Rice grassy stunt virus

Virus classification
- (unranked): Virus
- Realm: Riboviria
- Kingdom: Orthornavirae
- Phylum: Negarnaviricota
- Class: Bunyaviricetes
- Order: Hareavirales
- Family: Phenuiviridae
- Genus: Tenuivirus
- Species: Tenuivirus oryzabrevis
- Synonyms: Rice grassy stunt tenuivirus; rice rosette Philippines virus; probably rice rosette virus;

= Rice grassy stunt virus =

Species of virus

Rice grassy stunt virus (RGSV) is a plant pathogenic virus transmitted by the brown planthopper, Nilaparvata lugens, and two other Nilaparvata species, N. bakeri and N. muiri.

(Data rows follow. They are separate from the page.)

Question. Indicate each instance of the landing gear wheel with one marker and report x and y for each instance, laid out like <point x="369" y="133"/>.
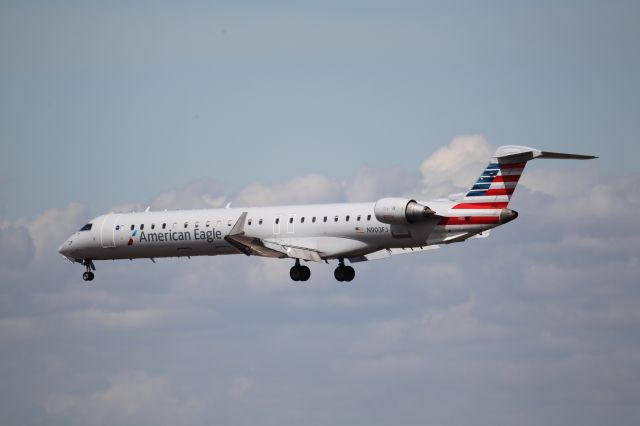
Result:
<point x="349" y="273"/>
<point x="299" y="272"/>
<point x="305" y="273"/>
<point x="344" y="273"/>
<point x="339" y="273"/>
<point x="295" y="273"/>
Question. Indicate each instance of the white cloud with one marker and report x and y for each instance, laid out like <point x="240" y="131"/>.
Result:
<point x="455" y="166"/>
<point x="16" y="246"/>
<point x="130" y="398"/>
<point x="370" y="184"/>
<point x="240" y="387"/>
<point x="532" y="310"/>
<point x="114" y="320"/>
<point x="307" y="189"/>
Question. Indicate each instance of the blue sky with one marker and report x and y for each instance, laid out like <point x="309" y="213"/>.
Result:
<point x="121" y="105"/>
<point x="155" y="95"/>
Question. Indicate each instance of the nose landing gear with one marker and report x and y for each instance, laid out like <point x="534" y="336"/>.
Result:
<point x="299" y="272"/>
<point x="344" y="273"/>
<point x="88" y="275"/>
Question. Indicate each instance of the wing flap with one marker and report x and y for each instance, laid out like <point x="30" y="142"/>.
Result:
<point x="384" y="253"/>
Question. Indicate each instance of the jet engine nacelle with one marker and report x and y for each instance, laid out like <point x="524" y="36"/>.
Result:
<point x="400" y="211"/>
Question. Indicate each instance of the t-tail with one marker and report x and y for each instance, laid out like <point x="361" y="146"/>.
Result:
<point x="498" y="181"/>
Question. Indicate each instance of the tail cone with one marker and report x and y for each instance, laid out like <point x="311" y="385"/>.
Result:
<point x="507" y="215"/>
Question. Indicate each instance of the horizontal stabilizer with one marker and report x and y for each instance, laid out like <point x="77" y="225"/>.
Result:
<point x="517" y="154"/>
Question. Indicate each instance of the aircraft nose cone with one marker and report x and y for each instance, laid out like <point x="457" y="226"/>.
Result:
<point x="65" y="248"/>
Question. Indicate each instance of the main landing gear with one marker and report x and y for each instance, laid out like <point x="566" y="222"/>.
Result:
<point x="344" y="273"/>
<point x="88" y="275"/>
<point x="299" y="272"/>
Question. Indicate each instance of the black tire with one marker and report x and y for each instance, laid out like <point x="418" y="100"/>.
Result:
<point x="295" y="273"/>
<point x="305" y="273"/>
<point x="349" y="273"/>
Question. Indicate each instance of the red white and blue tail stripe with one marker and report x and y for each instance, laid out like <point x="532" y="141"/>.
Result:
<point x="494" y="187"/>
<point x="498" y="181"/>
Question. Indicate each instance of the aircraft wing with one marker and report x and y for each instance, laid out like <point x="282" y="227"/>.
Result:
<point x="384" y="253"/>
<point x="316" y="249"/>
<point x="247" y="244"/>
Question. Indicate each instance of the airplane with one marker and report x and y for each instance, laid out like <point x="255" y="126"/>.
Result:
<point x="349" y="231"/>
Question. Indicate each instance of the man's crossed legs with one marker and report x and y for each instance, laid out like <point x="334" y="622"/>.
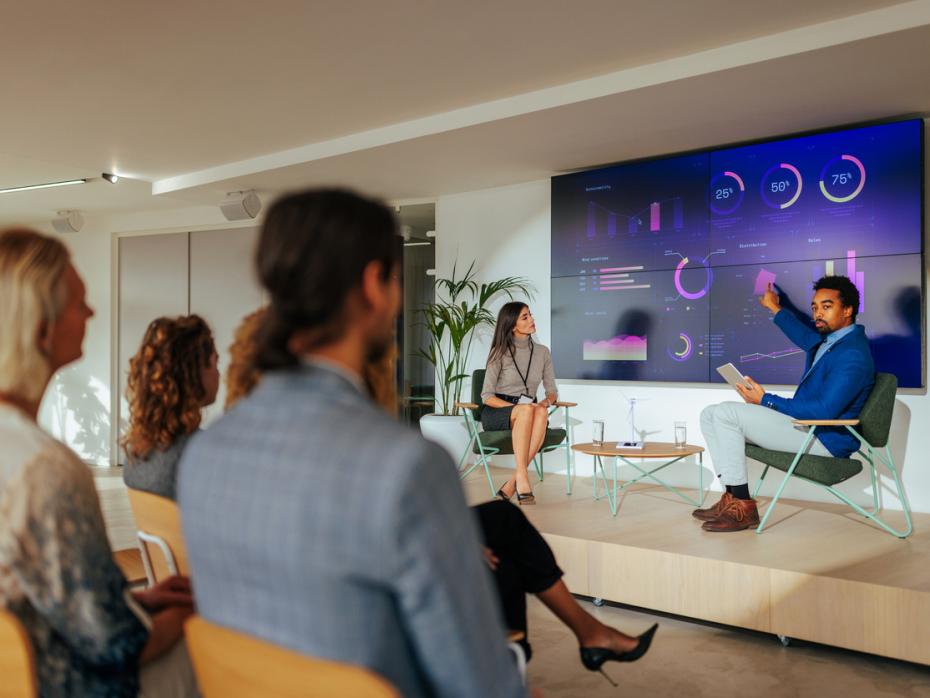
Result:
<point x="727" y="428"/>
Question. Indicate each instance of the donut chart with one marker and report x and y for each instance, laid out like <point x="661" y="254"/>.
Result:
<point x="726" y="192"/>
<point x="781" y="186"/>
<point x="837" y="178"/>
<point x="688" y="294"/>
<point x="687" y="350"/>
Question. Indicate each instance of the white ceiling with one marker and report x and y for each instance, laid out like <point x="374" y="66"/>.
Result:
<point x="411" y="99"/>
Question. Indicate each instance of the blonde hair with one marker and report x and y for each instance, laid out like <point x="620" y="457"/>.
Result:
<point x="32" y="295"/>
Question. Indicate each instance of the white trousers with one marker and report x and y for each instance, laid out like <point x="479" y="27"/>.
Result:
<point x="171" y="675"/>
<point x="727" y="428"/>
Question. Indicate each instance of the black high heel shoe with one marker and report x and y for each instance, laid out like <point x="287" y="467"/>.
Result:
<point x="593" y="658"/>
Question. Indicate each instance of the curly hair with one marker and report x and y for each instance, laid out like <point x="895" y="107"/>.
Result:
<point x="242" y="375"/>
<point x="165" y="387"/>
<point x="32" y="293"/>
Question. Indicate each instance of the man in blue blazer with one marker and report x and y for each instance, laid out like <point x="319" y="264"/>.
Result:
<point x="838" y="377"/>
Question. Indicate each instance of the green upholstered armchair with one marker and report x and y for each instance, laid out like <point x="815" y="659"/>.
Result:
<point x="872" y="429"/>
<point x="485" y="444"/>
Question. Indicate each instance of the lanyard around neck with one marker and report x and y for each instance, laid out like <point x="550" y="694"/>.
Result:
<point x="524" y="378"/>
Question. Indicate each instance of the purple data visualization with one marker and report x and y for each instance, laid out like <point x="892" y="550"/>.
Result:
<point x="658" y="265"/>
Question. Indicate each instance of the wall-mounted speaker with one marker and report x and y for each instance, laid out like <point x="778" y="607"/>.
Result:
<point x="241" y="205"/>
<point x="68" y="222"/>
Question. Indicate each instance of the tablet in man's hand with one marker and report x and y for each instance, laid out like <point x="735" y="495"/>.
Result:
<point x="732" y="375"/>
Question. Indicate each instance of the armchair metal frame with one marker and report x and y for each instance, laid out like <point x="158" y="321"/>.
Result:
<point x="876" y="420"/>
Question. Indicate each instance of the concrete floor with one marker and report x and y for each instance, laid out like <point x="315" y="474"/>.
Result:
<point x="694" y="660"/>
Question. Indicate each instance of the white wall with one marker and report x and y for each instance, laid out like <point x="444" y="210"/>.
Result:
<point x="507" y="231"/>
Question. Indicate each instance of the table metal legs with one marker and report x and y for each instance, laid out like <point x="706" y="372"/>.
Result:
<point x="611" y="494"/>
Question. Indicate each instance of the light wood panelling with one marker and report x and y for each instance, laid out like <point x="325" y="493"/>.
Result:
<point x="886" y="620"/>
<point x="818" y="573"/>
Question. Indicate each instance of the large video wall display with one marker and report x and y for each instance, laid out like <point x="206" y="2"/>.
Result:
<point x="657" y="266"/>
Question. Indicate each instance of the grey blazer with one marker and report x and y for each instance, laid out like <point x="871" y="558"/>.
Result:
<point x="315" y="521"/>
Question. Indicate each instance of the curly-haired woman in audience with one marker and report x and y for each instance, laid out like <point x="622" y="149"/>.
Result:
<point x="520" y="558"/>
<point x="90" y="635"/>
<point x="172" y="378"/>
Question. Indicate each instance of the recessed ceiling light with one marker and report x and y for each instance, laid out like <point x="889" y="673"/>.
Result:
<point x="47" y="185"/>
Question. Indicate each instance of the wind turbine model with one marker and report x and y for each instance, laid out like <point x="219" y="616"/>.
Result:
<point x="634" y="441"/>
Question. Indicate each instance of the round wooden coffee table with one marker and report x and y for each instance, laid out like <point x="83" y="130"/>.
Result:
<point x="651" y="450"/>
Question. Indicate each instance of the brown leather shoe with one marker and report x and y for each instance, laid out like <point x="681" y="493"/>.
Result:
<point x="711" y="513"/>
<point x="738" y="515"/>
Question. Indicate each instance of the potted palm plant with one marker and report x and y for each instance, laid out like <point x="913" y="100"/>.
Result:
<point x="459" y="311"/>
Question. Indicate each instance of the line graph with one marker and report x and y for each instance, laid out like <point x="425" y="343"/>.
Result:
<point x="756" y="356"/>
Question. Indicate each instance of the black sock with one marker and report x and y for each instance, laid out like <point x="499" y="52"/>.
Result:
<point x="740" y="491"/>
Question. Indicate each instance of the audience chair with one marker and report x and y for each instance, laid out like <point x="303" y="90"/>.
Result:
<point x="485" y="444"/>
<point x="158" y="521"/>
<point x="871" y="429"/>
<point x="17" y="664"/>
<point x="230" y="664"/>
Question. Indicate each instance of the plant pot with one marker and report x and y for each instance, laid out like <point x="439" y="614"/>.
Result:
<point x="448" y="431"/>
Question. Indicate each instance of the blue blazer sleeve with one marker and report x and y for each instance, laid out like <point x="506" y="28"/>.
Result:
<point x="794" y="329"/>
<point x="844" y="382"/>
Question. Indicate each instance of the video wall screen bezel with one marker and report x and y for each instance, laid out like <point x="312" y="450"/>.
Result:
<point x="558" y="272"/>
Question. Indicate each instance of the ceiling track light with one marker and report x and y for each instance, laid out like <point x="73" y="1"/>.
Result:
<point x="46" y="185"/>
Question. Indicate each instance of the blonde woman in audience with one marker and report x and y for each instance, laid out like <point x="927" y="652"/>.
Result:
<point x="172" y="378"/>
<point x="91" y="635"/>
<point x="519" y="557"/>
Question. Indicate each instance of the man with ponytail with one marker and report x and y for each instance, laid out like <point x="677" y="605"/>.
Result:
<point x="315" y="521"/>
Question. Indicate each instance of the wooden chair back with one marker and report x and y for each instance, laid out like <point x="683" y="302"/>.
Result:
<point x="159" y="518"/>
<point x="230" y="664"/>
<point x="17" y="664"/>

The virus is found in South and Southeast Asia, China, Japan, and Taiwan. From 1970 to 1977, RGSV incidence was high in Indonesia. Outbreaks occurred in the Philippines from 1973 to 1977 and again from 1982 to 1983. There was significant crop loss from RGSV in parts of India in 1972–74, 1978, 1981, and 1984. High levels of RGSV were reported in Kyushu, Japan in 1978.

From 2000 to 2008, the Mekong Delta of Vietnam experienced major crop losses of rice as RGSV and rice ragged stunt virus, also vectored by N. lugens, occurred together.